Kirke, o dönemde bile erkek egemenliğine baş kaldıran, kadının kendi gücüne güvenerek pek çok zorluğun üstesinden geleceğini gösteren romanın baş kahramanıdır. Bütün romanı baştan sona onun ağzından dinliyoruz. Bu arada Athena, Hermes gibi Tanrılarla mücadelesine tanık oluyor, Truva savaşında olan bitenden haberdar oluyoruz. Satır aralarında güzel mesajlar var. Çeviri muhteşem, adeta orijinal dilinden yazılmış bir roman okuyor hissine kapılıyorsunuz. On on beş kadar harf hatası var ama affedilmeyecek cinsten değil. Kitabın arkasında mitolojik kahramanlar, Titan, Olympos Tanrıları, ölümlüler ve canavarlar hakkında kısa bilgiler var. Ben bunu romanı bitirdikten sonra fark ettim ama böylesi daha iyi oldu. Kahramanlara ait bilgileri sonradan okuyunca daha anlaşılır oldu benim için.
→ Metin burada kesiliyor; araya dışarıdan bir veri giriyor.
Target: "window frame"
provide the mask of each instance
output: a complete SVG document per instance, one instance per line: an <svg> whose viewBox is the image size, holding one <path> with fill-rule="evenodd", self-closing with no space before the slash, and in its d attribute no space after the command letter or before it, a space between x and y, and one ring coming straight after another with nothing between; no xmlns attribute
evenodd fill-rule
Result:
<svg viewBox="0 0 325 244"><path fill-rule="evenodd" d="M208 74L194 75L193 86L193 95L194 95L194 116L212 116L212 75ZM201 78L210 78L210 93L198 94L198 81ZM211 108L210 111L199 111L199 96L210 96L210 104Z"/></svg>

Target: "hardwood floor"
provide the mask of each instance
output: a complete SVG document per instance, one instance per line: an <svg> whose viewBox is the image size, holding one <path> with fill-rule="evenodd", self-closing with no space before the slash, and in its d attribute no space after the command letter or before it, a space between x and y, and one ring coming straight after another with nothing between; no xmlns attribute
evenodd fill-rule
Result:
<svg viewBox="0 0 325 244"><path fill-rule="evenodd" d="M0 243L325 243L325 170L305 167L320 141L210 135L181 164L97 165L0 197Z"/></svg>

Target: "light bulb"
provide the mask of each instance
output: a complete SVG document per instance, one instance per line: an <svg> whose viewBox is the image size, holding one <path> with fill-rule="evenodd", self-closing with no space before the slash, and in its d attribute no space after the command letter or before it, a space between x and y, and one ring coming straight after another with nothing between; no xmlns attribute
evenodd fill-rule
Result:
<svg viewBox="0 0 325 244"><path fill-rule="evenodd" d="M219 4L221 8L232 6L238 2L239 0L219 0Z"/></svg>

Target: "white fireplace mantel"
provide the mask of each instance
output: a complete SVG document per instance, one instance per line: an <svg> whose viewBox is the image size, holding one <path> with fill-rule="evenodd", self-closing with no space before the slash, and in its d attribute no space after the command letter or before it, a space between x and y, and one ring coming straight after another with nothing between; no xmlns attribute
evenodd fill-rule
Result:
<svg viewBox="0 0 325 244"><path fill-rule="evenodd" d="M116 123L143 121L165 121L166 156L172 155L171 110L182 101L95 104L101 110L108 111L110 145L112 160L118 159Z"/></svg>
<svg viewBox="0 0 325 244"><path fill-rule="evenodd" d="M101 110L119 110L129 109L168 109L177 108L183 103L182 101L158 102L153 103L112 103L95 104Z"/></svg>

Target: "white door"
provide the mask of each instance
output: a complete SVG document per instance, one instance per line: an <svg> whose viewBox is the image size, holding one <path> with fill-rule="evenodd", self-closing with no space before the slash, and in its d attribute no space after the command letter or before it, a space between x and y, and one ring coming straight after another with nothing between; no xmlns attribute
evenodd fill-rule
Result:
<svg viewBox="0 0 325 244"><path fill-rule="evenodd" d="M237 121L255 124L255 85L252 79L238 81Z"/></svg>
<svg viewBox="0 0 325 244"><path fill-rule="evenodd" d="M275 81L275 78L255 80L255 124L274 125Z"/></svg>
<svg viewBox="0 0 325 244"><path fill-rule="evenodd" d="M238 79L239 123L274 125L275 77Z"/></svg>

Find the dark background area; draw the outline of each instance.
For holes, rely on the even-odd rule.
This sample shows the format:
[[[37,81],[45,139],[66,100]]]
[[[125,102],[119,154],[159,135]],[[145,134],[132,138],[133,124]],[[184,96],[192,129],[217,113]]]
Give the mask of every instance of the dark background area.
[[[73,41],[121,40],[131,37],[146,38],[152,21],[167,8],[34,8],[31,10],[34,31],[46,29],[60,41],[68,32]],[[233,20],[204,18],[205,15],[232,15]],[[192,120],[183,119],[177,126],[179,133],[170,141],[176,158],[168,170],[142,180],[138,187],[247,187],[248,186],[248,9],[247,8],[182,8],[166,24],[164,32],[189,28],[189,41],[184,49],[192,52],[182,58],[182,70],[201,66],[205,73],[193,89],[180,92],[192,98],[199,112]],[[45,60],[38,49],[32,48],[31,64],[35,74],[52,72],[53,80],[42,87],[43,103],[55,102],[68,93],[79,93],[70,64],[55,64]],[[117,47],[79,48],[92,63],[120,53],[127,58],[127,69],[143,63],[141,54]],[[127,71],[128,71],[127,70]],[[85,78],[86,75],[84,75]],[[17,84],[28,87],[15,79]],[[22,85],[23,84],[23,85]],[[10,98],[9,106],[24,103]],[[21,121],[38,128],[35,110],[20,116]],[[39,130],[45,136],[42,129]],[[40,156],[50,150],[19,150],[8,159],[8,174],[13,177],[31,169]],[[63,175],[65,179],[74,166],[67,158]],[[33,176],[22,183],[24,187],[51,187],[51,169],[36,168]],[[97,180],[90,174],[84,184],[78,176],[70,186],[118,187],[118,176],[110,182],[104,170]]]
"Görünenlerin pürüzsüz, tanıdık yüzü altında, dünyayı ikiye ayırmak üzere bekleyen bir başka yüz var."
43 yaşındaki Amerikalı yazar Madeline Miller'in mitoloji üzerine başka bir kitabı daha varmış, "Akhilleus'un Şarkısı" Yazar, Latince ve Yunanca öğretmeni. Son on beş yılını mitolojik araştırmalara vermiş. Kitabın bir başka özelliği mitolojiye karşı soğukluğu gidermesi ve bu yönde ilgiyi arttırması. Mitolojiye merak salanlar için güzel bir başlangıç. Fantastik konulara pek yüz vermeyen bir insan olarak, beni bile cezbettiğini söyleyebilirim. Başta mitolojiye ilgisi duyanlar olmak üzere herkesin okumasını rahatlıkla tavsiye edebileceğim bir kitap Ben, Kirke.